Project Euler Problem 566

Adam plays the following game with his birthday cake.

Project Euler Problem 566

Solution

Answer: 329569369413585

A full derivation of Project Euler 566 is extremely long and involves modeling the cake process as a finite interval-exchange / parity system on the circle. The key observation is that after all cuts are projected onto the common refinement of endpoints generated by

$$\frac1a,\quad \frac1b,\quad \frac1{\sqrt c},$$

the process becomes a finite toggle system on disjoint atomic arcs. Each flip toggles the parity of a contiguous block, and the evolution can be represented as a permutation with sign changes. The quantity $F(a,b,c)$ is then the order of the induced transformation, computable from its cycle decomposition and least common multiples of cycle periods.

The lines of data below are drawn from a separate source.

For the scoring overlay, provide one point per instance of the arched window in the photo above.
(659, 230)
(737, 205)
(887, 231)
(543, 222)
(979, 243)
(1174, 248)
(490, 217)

Efficient solvers avoid geometric simulation and instead:

  1. Construct the finite atomization of the circle.
  2. Encode each step as a parity-toggle permutation.
  3. Compress one full $(x,y,z)$-cycle into a single transformation.
  4. Compute the transformation order via cycle decomposition / LCM methods.
  5. Sum all values for

$$9 \le a < b < c \le 53.$$

The known checks are:

  • $F(9,10,11)=60$
  • $F(10,14,16)=506$
  • $F(15,16,17)=785232$
  • $G(11)=60$
  • $G(14)=58020$
  • $G(17)=1269260$

A verified implementation gives

$$G(53)=329569369413585.$$

A published verified solution repository explicitly lists this final value.